Striding out from behind a podium, Summers quizzed audience members about famous black Americans, then asked the crowd what men such as Dr. Charles Drew, who developed techniques for storing blood plasma, and peanut farmer George Washington Carver had in common.
"Is there something unique about what they did (it) was for somebody else?" Summers said.
Summers and Ed Dorsey, president of the steering committee for Hagerstown YMCA's Black Achievers, told youngsters at the event they should dedicate themselves to helping others.
"As I said before, I enjoy the fact that Martin Luther King did what he did, that Malcolm X did what he did, and the others, but the fact of the matter is I am today writing history," Summers said.
For Marcus Nicholson, 38, the diversity of the crowd at the event was a hopeful sign.
"I like the mix of white Americans and black Americans in the audience.
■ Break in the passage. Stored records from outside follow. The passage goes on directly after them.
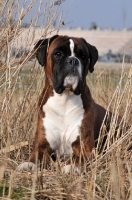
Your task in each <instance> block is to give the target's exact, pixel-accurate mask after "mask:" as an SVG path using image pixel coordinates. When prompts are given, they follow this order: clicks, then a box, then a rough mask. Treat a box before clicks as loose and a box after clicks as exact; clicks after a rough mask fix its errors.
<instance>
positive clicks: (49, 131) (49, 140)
mask: <svg viewBox="0 0 132 200" xmlns="http://www.w3.org/2000/svg"><path fill="white" fill-rule="evenodd" d="M43 111H44V112H45V118H43V125H44V128H45V136H46V139H47V141H48V142H49V144H50V147H51V148H52V149H53V150H54V151H57V152H58V154H59V156H63V155H70V154H71V153H72V148H71V144H72V142H74V141H75V140H76V139H77V136H78V135H79V129H80V126H81V122H82V119H83V114H84V109H83V104H82V100H81V97H80V95H74V93H72V92H70V91H69V90H65V91H64V92H63V93H62V94H61V95H60V94H57V93H55V92H54V96H52V97H50V98H49V99H48V101H47V103H46V104H45V105H44V106H43Z"/></svg>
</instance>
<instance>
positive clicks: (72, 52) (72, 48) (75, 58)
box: [35, 35, 98, 95]
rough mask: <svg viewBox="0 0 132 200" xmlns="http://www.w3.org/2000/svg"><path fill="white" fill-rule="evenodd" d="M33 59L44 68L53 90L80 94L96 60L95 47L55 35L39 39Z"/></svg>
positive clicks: (94, 64)
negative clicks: (35, 54)
mask: <svg viewBox="0 0 132 200" xmlns="http://www.w3.org/2000/svg"><path fill="white" fill-rule="evenodd" d="M35 51H36V57H37V59H38V62H39V64H40V65H42V66H44V67H45V73H46V76H47V77H50V79H51V81H52V83H53V87H54V90H55V91H56V93H58V94H61V93H62V92H63V91H64V90H65V89H68V90H71V91H72V92H73V93H74V94H76V95H79V94H81V91H82V88H83V85H84V83H85V81H86V75H87V73H88V70H89V71H90V72H91V73H92V72H93V71H94V65H95V63H96V61H97V59H98V51H97V49H96V47H94V46H92V45H90V44H89V43H87V42H86V41H85V40H84V39H83V38H75V37H68V36H58V35H55V36H53V37H51V38H47V39H45V40H39V41H38V43H37V44H36V45H35Z"/></svg>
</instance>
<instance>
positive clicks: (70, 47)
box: [69, 39, 75, 56]
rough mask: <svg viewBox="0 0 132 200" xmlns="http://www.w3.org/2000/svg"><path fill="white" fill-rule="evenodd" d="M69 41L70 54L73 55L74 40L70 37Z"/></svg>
mask: <svg viewBox="0 0 132 200" xmlns="http://www.w3.org/2000/svg"><path fill="white" fill-rule="evenodd" d="M69 41H70V50H71V56H75V53H74V42H73V40H72V39H69Z"/></svg>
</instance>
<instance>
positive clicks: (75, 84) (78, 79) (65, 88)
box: [63, 75, 79, 91]
mask: <svg viewBox="0 0 132 200" xmlns="http://www.w3.org/2000/svg"><path fill="white" fill-rule="evenodd" d="M78 82H79V77H78V76H73V75H67V76H66V77H65V79H64V84H63V85H64V87H65V89H69V90H72V91H74V90H75V89H76V88H77V86H78Z"/></svg>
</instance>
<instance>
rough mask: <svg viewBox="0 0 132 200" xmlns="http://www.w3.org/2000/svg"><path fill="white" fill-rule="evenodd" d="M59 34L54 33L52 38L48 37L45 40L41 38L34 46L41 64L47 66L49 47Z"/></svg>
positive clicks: (39, 60)
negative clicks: (46, 65) (48, 47)
mask: <svg viewBox="0 0 132 200" xmlns="http://www.w3.org/2000/svg"><path fill="white" fill-rule="evenodd" d="M57 37H58V35H54V36H53V37H51V38H46V39H44V40H39V41H38V42H37V44H36V45H35V47H34V50H35V51H36V58H37V59H38V62H39V64H40V65H41V66H45V64H46V56H47V48H48V47H49V46H50V44H51V43H52V41H53V40H54V39H55V38H57Z"/></svg>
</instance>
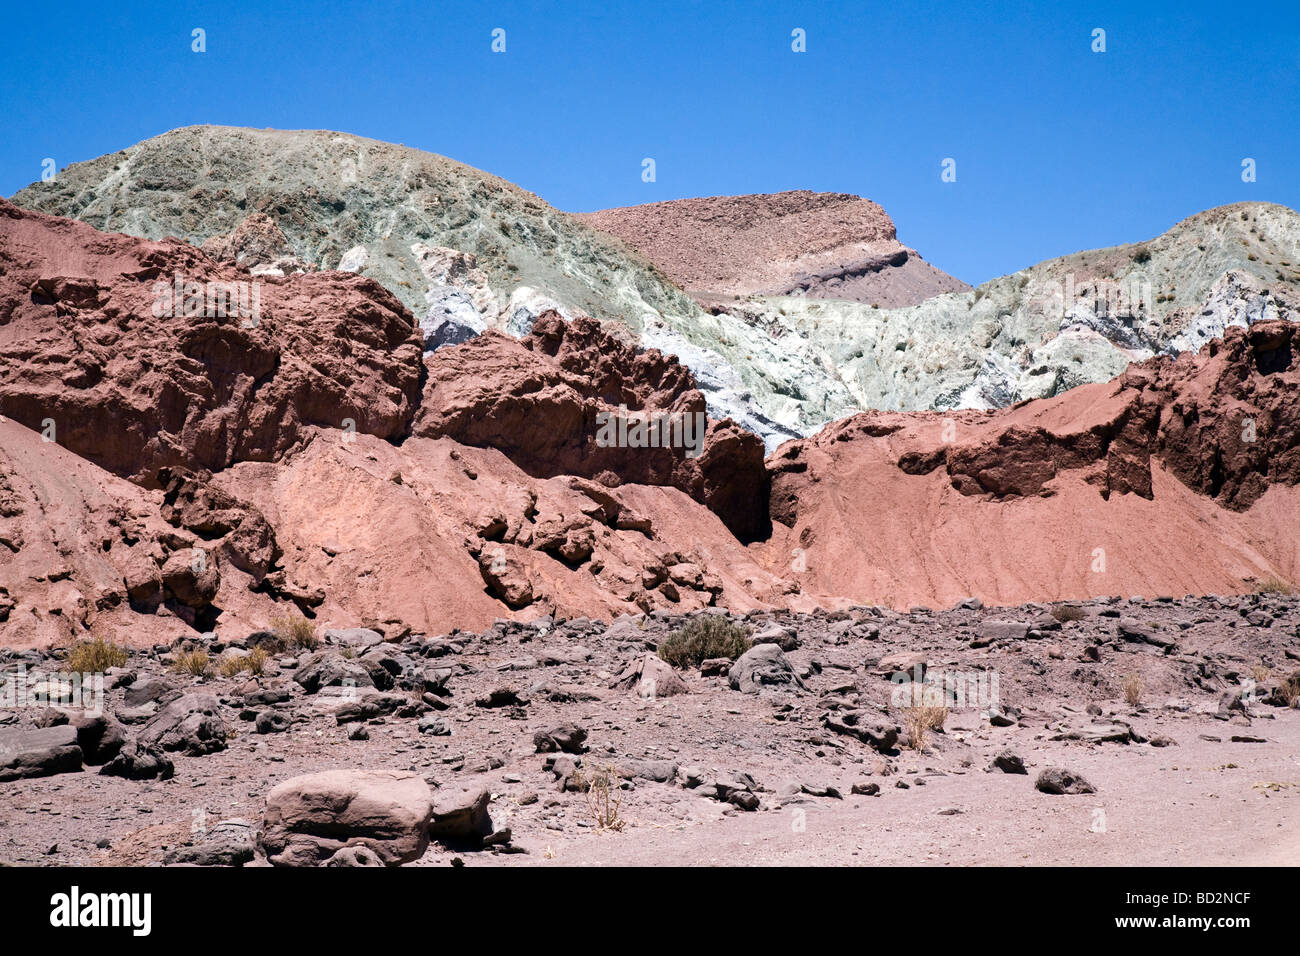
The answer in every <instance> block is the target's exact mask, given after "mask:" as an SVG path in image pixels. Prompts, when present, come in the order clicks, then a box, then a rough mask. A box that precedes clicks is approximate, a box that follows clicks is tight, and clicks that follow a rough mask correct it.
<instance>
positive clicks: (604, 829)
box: [573, 763, 627, 832]
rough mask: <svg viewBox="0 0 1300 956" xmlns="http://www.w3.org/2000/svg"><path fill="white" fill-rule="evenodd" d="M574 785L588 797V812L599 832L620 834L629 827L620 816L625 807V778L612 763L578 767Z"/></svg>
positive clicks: (584, 794) (586, 804) (586, 801)
mask: <svg viewBox="0 0 1300 956" xmlns="http://www.w3.org/2000/svg"><path fill="white" fill-rule="evenodd" d="M573 783H575V784H577V788H578V790H580V791H582V793H584V795H585V796H586V810H588V813H589V814H590V816H591V822H593V823H594V825H595V829H597V830H611V831H614V832H617V831H620V830H623V827H624V826H627V821H625V819H623V818H621V817H620V816H619V809H620V808H621V806H623V790H621V787H620V784H621V783H623V778H621V777H620V775H619V771H617V770H615V767H614V765H612V763H604V765H593V766H590V767H578V770H577V773H576V774H575V775H573Z"/></svg>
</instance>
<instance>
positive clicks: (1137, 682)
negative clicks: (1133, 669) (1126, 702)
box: [1123, 674, 1145, 708]
mask: <svg viewBox="0 0 1300 956" xmlns="http://www.w3.org/2000/svg"><path fill="white" fill-rule="evenodd" d="M1123 688H1125V701H1126V702H1127V704H1128V706H1131V708H1135V706H1138V705H1139V704H1141V692H1143V691H1144V689H1145V684H1143V680H1141V678H1140V676H1138V675H1136V674H1127V675H1125V683H1123Z"/></svg>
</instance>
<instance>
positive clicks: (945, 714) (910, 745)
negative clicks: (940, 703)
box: [905, 704, 948, 750]
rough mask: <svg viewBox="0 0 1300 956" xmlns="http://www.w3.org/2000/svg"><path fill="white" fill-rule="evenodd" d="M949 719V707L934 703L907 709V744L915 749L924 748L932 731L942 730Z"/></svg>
mask: <svg viewBox="0 0 1300 956" xmlns="http://www.w3.org/2000/svg"><path fill="white" fill-rule="evenodd" d="M946 719H948V708H941V706H935V705H932V704H918V705H914V706H910V708H907V709H906V718H905V723H906V726H907V745H909V747H910V748H911V749H914V750H923V749H924V748H926V740H927V739H928V736H930V731H940V730H943V728H944V722H945V721H946Z"/></svg>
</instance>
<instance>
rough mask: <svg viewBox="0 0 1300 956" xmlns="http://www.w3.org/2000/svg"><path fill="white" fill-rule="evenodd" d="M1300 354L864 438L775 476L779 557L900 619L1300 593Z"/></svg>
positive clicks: (1252, 333) (1289, 339) (941, 419)
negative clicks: (1292, 589)
mask: <svg viewBox="0 0 1300 956" xmlns="http://www.w3.org/2000/svg"><path fill="white" fill-rule="evenodd" d="M1297 346H1300V334H1297V328H1296V326H1295V325H1294V324H1290V323H1284V321H1269V323H1258V324H1256V325H1253V326H1251V328H1249V329H1238V328H1234V329H1229V332H1227V334H1226V337H1225V338H1223V339H1222V341H1214V342H1212V343H1210V345H1208V346H1206V347H1205V349H1203V350H1201V352H1200V354H1196V355H1193V354H1184V355H1182V356H1179V358H1178V359H1170V358H1158V359H1153V360H1151V362H1145V363H1141V364H1139V365H1134V367H1131V368H1130V369H1128V372H1126V373H1125V375H1123V376H1121V377H1119V378H1117V380H1114V381H1113V382H1108V384H1104V385H1087V386H1080V388H1078V389H1073V390H1070V392H1067V393H1065V394H1062V395H1058V397H1056V398H1052V399H1045V401H1036V402H1026V403H1022V405H1019V406H1015V407H1013V408H1006V410H1001V411H996V412H971V411H965V412H949V414H944V412H918V414H904V412H868V414H863V415H855V416H853V418H850V419H845V420H844V421H840V423H836V424H835V425H831V427H828V428H826V429H823V432H820V433H819V434H816V436H815V437H813V438H809V440H805V441H800V442H788V444H785V445H783V446H781V449H779V450H777V451H776V454H774V455H772V458H771V459H770V460H768V470H770V471H771V473H772V511H771V514H772V518H774V522H775V523H776V524H775V528H776V533H775V535H774V538H772V540H771V541H770V542H768V545H767V546H768V548H770V549H771V550H770V554H771V555H772V559H774V561H779V562H781V564H784V566H787V567H790V568H792V571H790V572H789V576H790V578H792V579H793V580H796V581H798V583H800V587H801V588H802V589H803V591H805V592H811V593H820V594H841V596H852V597H853V598H854V600H866V597H867V596H870V600H879V601H887V602H889V604H894V605H905V604H915V602H924V604H939V605H943V604H949V602H953V601H957V600H959V598H961V597H963V596H967V594H974V596H978V597H982V598H983V600H984V601H985V602H997V604H1017V602H1021V601H1031V600H1044V598H1045V597H1053V598H1066V597H1086V596H1095V594H1125V593H1130V594H1131V593H1148V594H1149V593H1165V594H1184V593H1223V592H1239V591H1243V589H1249V588H1252V587H1255V585H1256V584H1258V583H1260V581H1265V580H1269V579H1281V580H1287V581H1294V580H1296V579H1297V576H1300V545H1297V541H1300V388H1297V386H1300V347H1297ZM792 553H793V554H794V555H796V557H794V561H793V562H792V561H790V557H789V555H790V554H792Z"/></svg>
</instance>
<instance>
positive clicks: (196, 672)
mask: <svg viewBox="0 0 1300 956" xmlns="http://www.w3.org/2000/svg"><path fill="white" fill-rule="evenodd" d="M211 663H212V658H211V657H208V652H207V650H186V652H183V653H181V654H177V656H175V659H174V661H173V662H172V667H173V669H175V670H178V671H179V672H182V674H188V675H190V676H195V678H201V676H203V675H204V674H207V672H208V665H211Z"/></svg>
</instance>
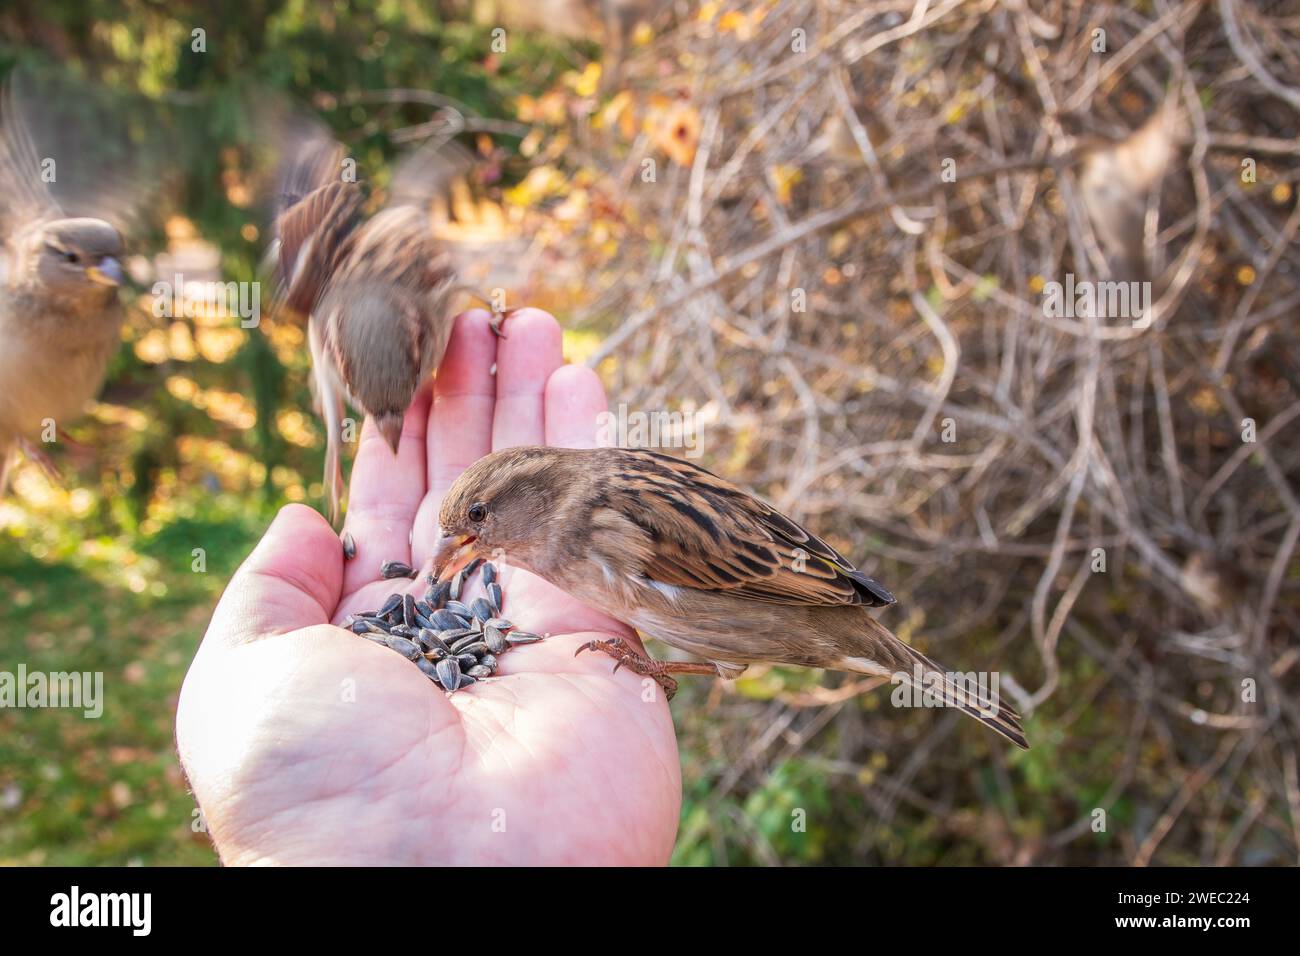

I thought that was very informative that the 'I have a dream' speech is actually coming to pass," said Nicholson, who moved with his family from a suburb of Baltimore about a year ago.
During brief comments toward the end of the event, Hagerstown City Councilman Lewis C. Metzner said he has a fairly simple response for people who ask what the need is for a month honoring black history.
"When we start teaching about the pride of the Pilgrims at the same time we talk about the enslavement of Africans, then we won't need Black History Month," Metzner said.
Hagerstown City Councilwoman Alesia Parson-McBean attended a portion of the two-hour event. A representative from Sen. Barbara A. Mikulski's office also was on hand.
Gregory Walton, 15, who performed a rap called "Young, Gifted & Black" at the event, said participating in the Black Achievers program has helped expose him to opportunities.
"Like it says in the song, there's more things for you to do if you're young and black besides drugs and rap," the South Hagerstown High School freshman said.
As black professionals, Nicholson and his wife, Stephanie, said they still feel the effects of prejudice and stereotypes.
"It's amazing to us, although we're both registered nurses, people will automatically assume we're not professionals," Stephanie Nicholson said.
She said she and her husband decided to home-school their two children because they were concerned about how black children, especially boys, fare in larger school settings. They teach the children, ages 6 and 8, to judge people by their character, not their color, Marcus Nicholson said.
"We prayerfully know that things are going to be different for our two kids," Stephanie Nicholson said.